The concept for the video is that each kid will express their individuality during a yearbook photo shoot. Robert and the director are creeped out when Ellis dials her playing a child act up to 11. Come on, lady. It doesn’t even make sense to do that when you are supposed to be in a high school.

After the video shoot, the kids head back to their lounge and discuss what has happened. Cameron goes all reality TV bitch and tells Hannah that she was the weakest person. He’s all, “I’m not trying to upset you, I’m just telling y’all like it is.” I am surprised we didn’t see him in the confessional saying, “I’m not here to make friends. I’m here to win.” Finger snap!

Also, Matheus is sitting next to somebody, but the camera angle makes it looks like he is a puppet and the guy next to him has his hand up his butt. I would show you, but instead of screencapping this show, I’m just using whatever promotional pictures are on the Oxygen website. If that doesn’t count as fair use, then nothing on this website is and I should give up now.

Glee Project 101

The three kids who were judged the weakest and up for elimination are Ellis, Bryce and Damian. We are told that Bryce is up there because he had an attitude problem, but we were never shown him having an attitude problem. They should have showed us something about that.
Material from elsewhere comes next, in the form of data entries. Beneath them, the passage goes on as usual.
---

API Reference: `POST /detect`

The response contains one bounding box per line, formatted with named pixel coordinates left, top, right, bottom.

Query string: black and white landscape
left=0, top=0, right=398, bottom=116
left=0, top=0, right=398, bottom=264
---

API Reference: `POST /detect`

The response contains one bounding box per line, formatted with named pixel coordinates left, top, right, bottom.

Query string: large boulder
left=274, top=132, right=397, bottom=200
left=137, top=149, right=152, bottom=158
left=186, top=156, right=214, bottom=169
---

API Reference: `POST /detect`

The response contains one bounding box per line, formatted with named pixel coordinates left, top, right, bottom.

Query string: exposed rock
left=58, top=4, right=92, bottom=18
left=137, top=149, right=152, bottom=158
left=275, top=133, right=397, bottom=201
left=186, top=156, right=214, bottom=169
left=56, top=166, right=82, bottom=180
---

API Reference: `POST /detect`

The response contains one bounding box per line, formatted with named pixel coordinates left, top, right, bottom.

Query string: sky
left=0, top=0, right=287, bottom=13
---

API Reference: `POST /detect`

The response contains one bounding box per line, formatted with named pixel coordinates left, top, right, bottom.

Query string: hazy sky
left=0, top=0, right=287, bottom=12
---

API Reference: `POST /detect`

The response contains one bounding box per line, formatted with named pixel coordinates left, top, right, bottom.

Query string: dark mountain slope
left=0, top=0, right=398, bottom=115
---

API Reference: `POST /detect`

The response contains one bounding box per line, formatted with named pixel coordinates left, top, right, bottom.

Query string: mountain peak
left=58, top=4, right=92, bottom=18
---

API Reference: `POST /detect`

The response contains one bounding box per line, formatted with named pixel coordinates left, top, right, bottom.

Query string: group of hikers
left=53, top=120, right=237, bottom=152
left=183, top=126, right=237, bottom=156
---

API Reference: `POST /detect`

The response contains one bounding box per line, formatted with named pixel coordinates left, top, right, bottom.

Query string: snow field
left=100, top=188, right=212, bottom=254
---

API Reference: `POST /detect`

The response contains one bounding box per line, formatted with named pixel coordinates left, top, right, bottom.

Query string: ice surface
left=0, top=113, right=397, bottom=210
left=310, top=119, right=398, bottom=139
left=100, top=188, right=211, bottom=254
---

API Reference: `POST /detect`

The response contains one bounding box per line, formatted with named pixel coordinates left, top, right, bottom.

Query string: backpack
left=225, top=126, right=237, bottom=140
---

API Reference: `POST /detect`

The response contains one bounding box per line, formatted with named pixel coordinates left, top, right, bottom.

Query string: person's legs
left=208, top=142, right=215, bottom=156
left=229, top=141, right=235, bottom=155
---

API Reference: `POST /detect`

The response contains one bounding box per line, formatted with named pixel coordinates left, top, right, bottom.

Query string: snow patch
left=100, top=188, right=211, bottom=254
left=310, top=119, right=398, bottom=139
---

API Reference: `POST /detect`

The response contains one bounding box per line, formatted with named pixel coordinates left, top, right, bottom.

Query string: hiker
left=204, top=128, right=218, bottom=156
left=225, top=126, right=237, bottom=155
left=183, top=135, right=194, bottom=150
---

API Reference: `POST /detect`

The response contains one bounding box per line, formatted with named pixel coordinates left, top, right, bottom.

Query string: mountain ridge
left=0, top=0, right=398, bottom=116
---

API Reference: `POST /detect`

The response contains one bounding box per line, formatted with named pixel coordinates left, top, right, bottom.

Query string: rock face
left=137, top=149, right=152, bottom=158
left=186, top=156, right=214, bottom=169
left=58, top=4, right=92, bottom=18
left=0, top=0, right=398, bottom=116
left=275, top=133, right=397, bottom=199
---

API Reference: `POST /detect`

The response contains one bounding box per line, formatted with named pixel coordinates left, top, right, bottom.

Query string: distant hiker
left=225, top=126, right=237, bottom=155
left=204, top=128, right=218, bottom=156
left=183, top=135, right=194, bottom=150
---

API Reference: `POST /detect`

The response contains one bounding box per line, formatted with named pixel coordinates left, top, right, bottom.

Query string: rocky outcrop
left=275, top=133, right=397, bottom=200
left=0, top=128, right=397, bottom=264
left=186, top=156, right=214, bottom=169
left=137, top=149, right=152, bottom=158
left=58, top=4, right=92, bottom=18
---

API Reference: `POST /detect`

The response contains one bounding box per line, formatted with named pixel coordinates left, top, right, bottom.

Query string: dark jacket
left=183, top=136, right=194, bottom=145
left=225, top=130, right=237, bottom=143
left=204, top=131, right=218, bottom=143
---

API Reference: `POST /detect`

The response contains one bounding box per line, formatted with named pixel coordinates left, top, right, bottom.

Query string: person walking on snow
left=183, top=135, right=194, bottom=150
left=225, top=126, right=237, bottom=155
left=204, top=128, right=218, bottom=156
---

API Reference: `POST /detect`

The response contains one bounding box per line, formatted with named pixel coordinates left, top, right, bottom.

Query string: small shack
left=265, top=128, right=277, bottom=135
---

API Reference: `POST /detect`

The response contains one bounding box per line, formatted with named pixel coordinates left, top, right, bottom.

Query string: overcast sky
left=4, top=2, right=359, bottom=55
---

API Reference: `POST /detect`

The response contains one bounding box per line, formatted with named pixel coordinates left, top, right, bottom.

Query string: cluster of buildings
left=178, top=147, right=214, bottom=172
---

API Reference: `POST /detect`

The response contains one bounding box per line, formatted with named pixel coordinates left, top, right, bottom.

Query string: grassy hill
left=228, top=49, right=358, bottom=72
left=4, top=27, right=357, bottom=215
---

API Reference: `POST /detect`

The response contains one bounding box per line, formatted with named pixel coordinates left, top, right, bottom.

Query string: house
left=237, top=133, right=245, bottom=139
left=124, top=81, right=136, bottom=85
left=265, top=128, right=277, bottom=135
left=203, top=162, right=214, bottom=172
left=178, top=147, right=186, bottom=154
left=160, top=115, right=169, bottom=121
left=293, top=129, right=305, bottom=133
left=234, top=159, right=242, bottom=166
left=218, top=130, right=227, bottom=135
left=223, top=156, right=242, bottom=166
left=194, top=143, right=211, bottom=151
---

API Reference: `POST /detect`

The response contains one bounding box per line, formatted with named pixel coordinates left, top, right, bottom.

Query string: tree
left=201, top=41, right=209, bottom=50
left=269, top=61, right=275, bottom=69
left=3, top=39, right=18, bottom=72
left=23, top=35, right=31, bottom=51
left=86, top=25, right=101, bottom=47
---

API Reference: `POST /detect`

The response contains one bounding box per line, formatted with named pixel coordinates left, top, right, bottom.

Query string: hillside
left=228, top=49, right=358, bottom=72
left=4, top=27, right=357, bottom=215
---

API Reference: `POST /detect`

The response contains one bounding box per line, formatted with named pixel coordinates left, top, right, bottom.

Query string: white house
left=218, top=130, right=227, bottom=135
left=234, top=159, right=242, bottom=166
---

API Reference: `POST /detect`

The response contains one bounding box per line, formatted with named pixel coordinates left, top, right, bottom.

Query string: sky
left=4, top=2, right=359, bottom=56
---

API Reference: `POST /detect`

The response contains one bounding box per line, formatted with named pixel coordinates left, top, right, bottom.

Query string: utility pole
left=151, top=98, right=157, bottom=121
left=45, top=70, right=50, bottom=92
The only thing I could see that looked like he had a bad attitude was when the other contestants were talking, you could see Bryce in the background and he was using a pool stick on a foosball table. That is sick.

Each of the three are assigned a song to sing to convince the judges to let them stay. Ellis is assigned some musical song I don’t know because musicals are boring, Damian will have to sing “Jesse’s Girl” and Bryce is given a Bruno Mars song because he kind of looks like Bruno Mars.

Robert reminds us that this contest is not just about being a good singer, “It is about finding someone who will inspire the writers to write for them.” Since this is Glee, that should read: It is about finding someone who will inspire the “writers” to “write” for them.

Glee Project 101

Ryan Murphy, the man who created Glee while in prison, is there with Robert and the choreographer to judge the three singers. Mr. Murphy is wearing this wool cap thing, so either he is a white boy who desires to break into rap music, or he is a 55-year-old breast cancer patient who lost her hair to chemo.

Damian tells us he is worried as he has never heard “Jesse’s Girl” before, but still gives a good rendition. Ryan notices that instead of singing “I wish I had Jesse’s girl”, Damian mistakenly went, “I wish I was Jesse’s girl.”

Damian is embarrassed, but Ryan jokes, “I could write for that…and I have.” God help the transgender community if Ryan Murphy thinks Glee needs a trans character.

Anyway, Bryce is the first contestant eliminated from the show, which is fitting because he looks like that kid from the first season who barely spoke in 22 episodes and wasn’t hired back for season 2.